Au moment du jugement dernier, nous aurons tous à rendre compte de ce que nous avons fait de ce don ! Si certains reçoivent plus de responsabilités, c’est bien pour le service des autres, pour le bien commun et non pas pour construire une Église pyramidale !
Le deuxième appel est donc de servir. C’est ainsi que l’on doit comprendre la hiérarchie de l’Église, avec le sacerdoce de l’évêque et de ses prêtres. S’il y a un honneur à recevoir l’ordination, et il est réel, c’est d’abord l’honneur de donner sa vie pour se mettre au service de l’Église, au service des autres dans un vrai don de soi.
On a beaucoup dénoncé ces derniers temps le cléricalisme comme la cause de tous les maux. Mais le cléricalisme est une déviance qui révèle l’emprise du mal.
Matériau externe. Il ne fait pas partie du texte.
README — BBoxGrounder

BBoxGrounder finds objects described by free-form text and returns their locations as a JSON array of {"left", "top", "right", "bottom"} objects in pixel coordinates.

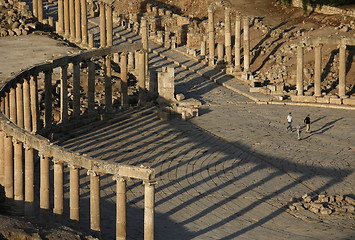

Un clerc, c’est d’abord un serviteur. Il n’est pas clerc pour lui-même, mais pour l’Église, pour ses frères et sœurs baptisés, mais aussi pour ceux qui ne le sont pas encore puisqu’il est le serviteur de tous pour annoncer l’Évangile, sanctifier les fidèles par les sacrements et guider le peuple de Dieu afin qu’il marche toujours uni à la suite du Christ.
En cette semaine où nous célébrons le moment où Jésus est arrêté et où il va donner sa vie, il est bon de raviver dans notre existence et dans la vie de nos communautés chrétiennes ce qui fait battre le cœur de l’Église en remettant au centre ces deux commandements de Jésus : « prenez et mangez-en tous… ceci est la Nouvelle Alliance en mon sang. » et le deuxième : « Vous devez vous laver les pieds les uns aux autres… C’est un exemple que je vous ai donné, afin que vous fassiez, vous aussi, comme j’ai fait pour vous. »
Dans des périodes de tension, comme nous pouvons les vivre avec la pandémie, la guerre en Ukraine, mais aussi avec les échéances électorales. Tensions qui peuvent être source de division dans la société, mais aussi dans l’Église, les commandements de Jésus nous ramènent à l’essentiel et ils nous enracinent dans une communion salutaire avec le Seigneur et entre nous. Ils sont source d’unité, d’espérance et de joie spirituelle. Amen.